En tout cas, la Grande Chambre a décidé, dans son arrêt du 29 septembre, que finalement, de simples gifles assénées à des suspects, étaient suffisamment graves pour constituer des atteintes aux droits de l'Homme et constituaient un comportement inhumain ou dégradant, la Grande Chambre faisant largement appel au concept de dignité humaine (qui est très pratique car très plastique puisqu'en réalité il est très difficile à définir) pour donner un maximum de base légale à sa solution.
Suite à cet arrêt, certains penseront peut-être que n'importe quel suspect pourra désormais inventer de toutes pièces l'existence de petites violences policières commises à son encontre, lesquels sont plus faciles à simuler que des sévices graves, dans le seul but de se venger de ces forces de l'ordre et en espérant que la présomption posée par la Cour suffira à lui donner raison sans qu'il ait besoin d'apporter des preuves des violences.
C'est sans doute une crainte infondée : il suffira qu'une enquête, suffisamment sérieuse pour ne pas être soupçonnée de complaisance, sur ces allégations parvienne à conclure que c'est une
invention pure et simple, pour que la présomption tombe et que la supercherie soit éventée.
Le véritable danger, à mon sens, se situe dans le raisonnement par analogie qui pourrait être trouvé entre les violences légères commises par les forces de l'ordre sur un justiciable (gifles, bousculades, soufflets) et d'autres violences légères commises dans un autre cadre, par exemple par des parents sur leurs enfants.
Car la tentation de vouloir imposer aux États une répression pénale des fessées, claques, panpan-culcul et autres soufflets se fait beaucoup entendre de nos jours.
Sur la base d'une analogie rapide certains pourraient reprocher aux États qui ne répriment pas ces châtiments d'attenter aux droits tirés de l'article 3 de la Convention, en appelant à la
rescousse de leur argumentaire la jurisprudence Bouyid c. Belgique.
Évidemment, cela supposerait d'oublier que, dans le cadre policier, les violences même légères ne sont pas interdites en soi, mais uniquement lorsqu'elles ne sont pas justifiées (comme la Grande
Chambre le rappelle au passage) car bien évidemment un justiciable violent ou dangereux peut se voir opposer une force légitime et personne ne reprochera à un policier d'avoir asséné une claque
retentissante à un gardé à vue qui, par exemple, se serait lui-même montré violent (contre un policier, un interprète, un avocat, etc.).
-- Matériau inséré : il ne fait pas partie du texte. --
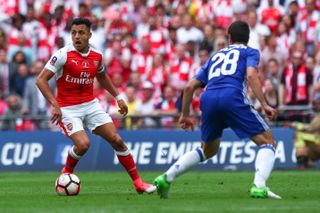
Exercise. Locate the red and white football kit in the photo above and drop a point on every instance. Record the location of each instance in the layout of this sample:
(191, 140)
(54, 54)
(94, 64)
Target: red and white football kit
(75, 73)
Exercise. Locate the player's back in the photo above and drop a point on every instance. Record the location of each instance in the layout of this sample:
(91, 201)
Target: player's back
(226, 69)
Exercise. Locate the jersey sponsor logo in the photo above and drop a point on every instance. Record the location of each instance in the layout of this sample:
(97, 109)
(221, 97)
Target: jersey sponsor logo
(69, 126)
(53, 60)
(85, 64)
(74, 61)
(74, 80)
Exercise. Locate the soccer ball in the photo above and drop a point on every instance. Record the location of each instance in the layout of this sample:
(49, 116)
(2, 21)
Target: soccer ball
(67, 184)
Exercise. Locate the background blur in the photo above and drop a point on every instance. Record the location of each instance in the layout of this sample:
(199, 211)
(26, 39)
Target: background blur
(152, 48)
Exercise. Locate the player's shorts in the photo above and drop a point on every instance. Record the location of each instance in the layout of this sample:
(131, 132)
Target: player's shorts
(86, 115)
(222, 109)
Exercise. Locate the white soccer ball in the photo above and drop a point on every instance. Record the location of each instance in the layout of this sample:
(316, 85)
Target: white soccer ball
(67, 184)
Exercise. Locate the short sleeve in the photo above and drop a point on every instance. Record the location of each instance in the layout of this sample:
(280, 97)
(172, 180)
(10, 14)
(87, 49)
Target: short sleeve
(57, 61)
(253, 58)
(101, 67)
(202, 75)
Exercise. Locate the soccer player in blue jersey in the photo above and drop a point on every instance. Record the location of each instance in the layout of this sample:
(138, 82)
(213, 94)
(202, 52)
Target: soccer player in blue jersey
(224, 104)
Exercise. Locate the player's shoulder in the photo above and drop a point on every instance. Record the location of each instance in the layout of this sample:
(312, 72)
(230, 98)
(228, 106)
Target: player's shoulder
(252, 51)
(64, 50)
(95, 51)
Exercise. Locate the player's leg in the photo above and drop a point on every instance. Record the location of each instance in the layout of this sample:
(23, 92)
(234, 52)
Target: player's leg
(81, 145)
(109, 133)
(72, 127)
(246, 122)
(185, 163)
(263, 165)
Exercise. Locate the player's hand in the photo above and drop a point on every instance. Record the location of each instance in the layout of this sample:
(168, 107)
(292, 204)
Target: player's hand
(270, 112)
(186, 123)
(56, 115)
(123, 108)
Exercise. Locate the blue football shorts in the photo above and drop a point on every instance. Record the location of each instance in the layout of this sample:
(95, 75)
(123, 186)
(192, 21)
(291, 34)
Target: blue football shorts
(222, 109)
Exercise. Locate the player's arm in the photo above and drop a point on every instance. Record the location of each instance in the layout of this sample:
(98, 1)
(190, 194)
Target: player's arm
(254, 83)
(43, 85)
(185, 121)
(107, 84)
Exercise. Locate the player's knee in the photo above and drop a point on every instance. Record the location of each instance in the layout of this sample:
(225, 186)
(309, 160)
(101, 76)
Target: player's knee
(209, 154)
(83, 146)
(117, 143)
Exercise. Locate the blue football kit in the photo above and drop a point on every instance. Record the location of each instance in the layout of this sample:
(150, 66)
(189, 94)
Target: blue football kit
(224, 103)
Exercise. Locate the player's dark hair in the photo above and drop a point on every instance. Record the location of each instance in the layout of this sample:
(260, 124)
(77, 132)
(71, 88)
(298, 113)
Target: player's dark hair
(79, 21)
(239, 32)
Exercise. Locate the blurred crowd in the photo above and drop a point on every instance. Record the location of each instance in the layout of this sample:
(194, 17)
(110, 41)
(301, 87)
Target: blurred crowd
(152, 48)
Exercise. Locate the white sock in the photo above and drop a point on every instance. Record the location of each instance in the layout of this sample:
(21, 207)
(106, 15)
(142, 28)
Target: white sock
(264, 164)
(185, 163)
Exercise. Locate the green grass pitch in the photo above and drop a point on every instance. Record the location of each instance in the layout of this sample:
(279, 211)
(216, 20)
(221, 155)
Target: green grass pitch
(194, 192)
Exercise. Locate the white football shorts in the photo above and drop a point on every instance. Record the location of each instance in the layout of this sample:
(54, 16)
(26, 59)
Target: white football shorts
(88, 115)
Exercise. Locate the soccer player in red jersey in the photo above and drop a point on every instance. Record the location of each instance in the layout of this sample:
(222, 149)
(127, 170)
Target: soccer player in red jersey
(75, 66)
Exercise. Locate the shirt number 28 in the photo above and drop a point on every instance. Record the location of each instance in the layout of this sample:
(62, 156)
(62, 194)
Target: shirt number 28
(229, 64)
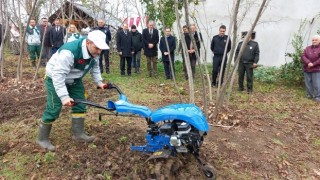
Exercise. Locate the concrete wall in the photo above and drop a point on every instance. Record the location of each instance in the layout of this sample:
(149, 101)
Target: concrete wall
(281, 19)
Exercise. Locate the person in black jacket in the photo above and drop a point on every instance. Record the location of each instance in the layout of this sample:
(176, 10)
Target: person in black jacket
(125, 49)
(192, 56)
(150, 41)
(248, 61)
(45, 39)
(137, 43)
(104, 53)
(168, 51)
(197, 36)
(218, 45)
(57, 33)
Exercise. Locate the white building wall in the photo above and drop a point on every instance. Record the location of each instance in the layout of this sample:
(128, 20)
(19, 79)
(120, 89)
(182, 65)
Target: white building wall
(275, 30)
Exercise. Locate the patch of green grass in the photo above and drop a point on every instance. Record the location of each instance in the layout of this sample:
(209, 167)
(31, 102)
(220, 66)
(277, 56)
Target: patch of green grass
(278, 142)
(49, 157)
(123, 139)
(92, 146)
(14, 166)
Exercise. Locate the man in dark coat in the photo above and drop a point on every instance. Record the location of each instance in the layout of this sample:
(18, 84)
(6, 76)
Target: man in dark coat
(137, 43)
(168, 51)
(192, 56)
(151, 39)
(57, 33)
(197, 36)
(125, 49)
(248, 61)
(104, 53)
(45, 39)
(218, 45)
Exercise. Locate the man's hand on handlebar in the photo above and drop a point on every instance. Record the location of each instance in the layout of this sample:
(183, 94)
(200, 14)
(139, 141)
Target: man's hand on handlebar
(68, 102)
(105, 86)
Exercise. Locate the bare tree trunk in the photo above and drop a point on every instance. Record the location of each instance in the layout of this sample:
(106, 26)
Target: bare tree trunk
(42, 45)
(22, 41)
(245, 41)
(197, 56)
(205, 62)
(4, 32)
(170, 58)
(185, 53)
(187, 58)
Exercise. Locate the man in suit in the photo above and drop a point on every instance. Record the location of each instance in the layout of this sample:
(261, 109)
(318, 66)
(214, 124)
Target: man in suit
(45, 40)
(125, 49)
(57, 33)
(168, 51)
(218, 45)
(150, 37)
(33, 41)
(197, 36)
(248, 61)
(137, 43)
(104, 53)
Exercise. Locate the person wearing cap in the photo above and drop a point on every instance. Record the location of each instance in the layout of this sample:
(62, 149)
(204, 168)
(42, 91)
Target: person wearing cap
(64, 73)
(248, 61)
(105, 53)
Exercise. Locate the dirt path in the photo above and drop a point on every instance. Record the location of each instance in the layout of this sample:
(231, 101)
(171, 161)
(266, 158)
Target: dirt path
(274, 135)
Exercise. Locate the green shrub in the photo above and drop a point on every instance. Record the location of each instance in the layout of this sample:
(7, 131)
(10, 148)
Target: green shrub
(266, 74)
(292, 73)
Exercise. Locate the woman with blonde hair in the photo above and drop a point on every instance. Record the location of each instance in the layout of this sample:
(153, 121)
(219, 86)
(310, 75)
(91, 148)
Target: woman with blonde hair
(72, 34)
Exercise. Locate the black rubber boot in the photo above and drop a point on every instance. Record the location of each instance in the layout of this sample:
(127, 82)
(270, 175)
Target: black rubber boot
(43, 136)
(78, 131)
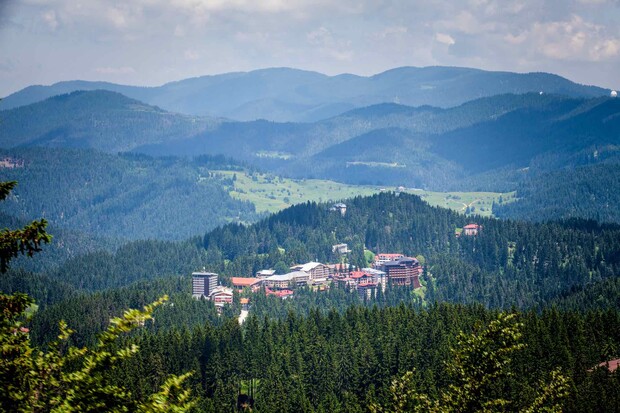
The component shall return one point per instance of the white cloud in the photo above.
(125, 70)
(575, 39)
(445, 39)
(49, 17)
(191, 55)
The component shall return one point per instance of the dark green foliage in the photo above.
(98, 119)
(23, 241)
(283, 94)
(328, 361)
(508, 263)
(589, 192)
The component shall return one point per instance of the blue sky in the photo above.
(150, 42)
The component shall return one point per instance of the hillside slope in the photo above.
(283, 94)
(98, 119)
(127, 197)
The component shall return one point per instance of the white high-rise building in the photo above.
(203, 284)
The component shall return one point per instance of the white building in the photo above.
(203, 284)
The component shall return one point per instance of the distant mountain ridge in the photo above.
(292, 95)
(483, 144)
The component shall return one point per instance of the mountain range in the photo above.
(292, 95)
(384, 144)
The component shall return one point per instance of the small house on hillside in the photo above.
(342, 208)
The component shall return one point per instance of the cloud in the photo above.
(323, 38)
(191, 55)
(154, 41)
(49, 17)
(574, 39)
(444, 38)
(125, 70)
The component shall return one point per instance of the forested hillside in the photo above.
(120, 196)
(459, 148)
(98, 119)
(332, 351)
(285, 95)
(508, 264)
(591, 192)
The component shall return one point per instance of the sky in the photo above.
(151, 42)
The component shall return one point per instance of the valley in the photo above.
(449, 214)
(271, 194)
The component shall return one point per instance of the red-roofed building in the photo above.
(239, 283)
(283, 294)
(405, 271)
(611, 365)
(361, 281)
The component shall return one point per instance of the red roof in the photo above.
(244, 281)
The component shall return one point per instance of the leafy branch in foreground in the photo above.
(478, 362)
(26, 240)
(71, 379)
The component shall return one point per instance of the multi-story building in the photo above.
(471, 229)
(379, 275)
(239, 283)
(405, 271)
(315, 270)
(203, 284)
(286, 281)
(382, 258)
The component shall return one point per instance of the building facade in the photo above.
(405, 271)
(203, 284)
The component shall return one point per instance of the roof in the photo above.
(266, 272)
(373, 271)
(287, 277)
(203, 274)
(222, 290)
(280, 293)
(244, 281)
(309, 266)
(401, 261)
(611, 365)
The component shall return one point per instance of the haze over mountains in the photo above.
(504, 142)
(292, 95)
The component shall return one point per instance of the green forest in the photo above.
(548, 288)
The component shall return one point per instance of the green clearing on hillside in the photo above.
(271, 193)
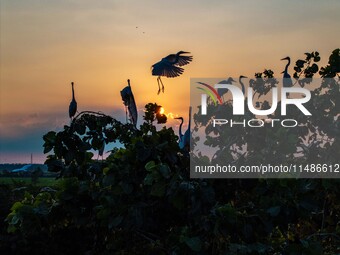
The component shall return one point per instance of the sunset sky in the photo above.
(44, 45)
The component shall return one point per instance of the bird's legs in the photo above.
(159, 81)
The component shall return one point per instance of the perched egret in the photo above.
(129, 102)
(287, 81)
(73, 105)
(170, 67)
(184, 139)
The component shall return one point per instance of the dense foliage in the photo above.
(140, 199)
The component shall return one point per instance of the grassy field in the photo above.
(44, 181)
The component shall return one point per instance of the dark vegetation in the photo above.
(140, 199)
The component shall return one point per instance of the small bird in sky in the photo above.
(170, 67)
(287, 81)
(73, 105)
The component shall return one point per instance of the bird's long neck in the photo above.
(72, 91)
(189, 124)
(180, 128)
(242, 85)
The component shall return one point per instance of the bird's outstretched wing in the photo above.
(183, 60)
(163, 68)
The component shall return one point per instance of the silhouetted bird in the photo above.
(221, 92)
(129, 102)
(170, 67)
(287, 81)
(241, 83)
(73, 105)
(184, 140)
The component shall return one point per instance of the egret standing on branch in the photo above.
(287, 81)
(170, 67)
(73, 105)
(241, 83)
(184, 140)
(129, 102)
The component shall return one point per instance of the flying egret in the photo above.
(73, 105)
(170, 67)
(287, 81)
(184, 139)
Donc, l'analogie avec la correction parentale supposerait aussi d'examiner s'il n'y a pas de justification à la fessée ou à la gifle reçue par l'enfant.
Or, débattre ce qu'est une justification légitime à une tape sur les fesses d'un enfant turbulent, ce serait un bien "vaste programme".
De plus, cela se heurterait très certainement aux positions de principe qui énoncent qu'aucune violence, aussi légère soit-elle, contre un enfant n'est justifiable, quelle que soit la circonstance.
Peut-être que la solution la plus simple serait d'énoncer que la question des violences commises par les agents de l’État (police, gardiens de prison, militaires, douaniers, etc.) forme un sujet
très à part dans une société démocratique et que les jurisprudences relatives à ces questions, quels que soient les articles de la Convention en cause, sont forcément particulières et
difficilement transposables à d'autres situations.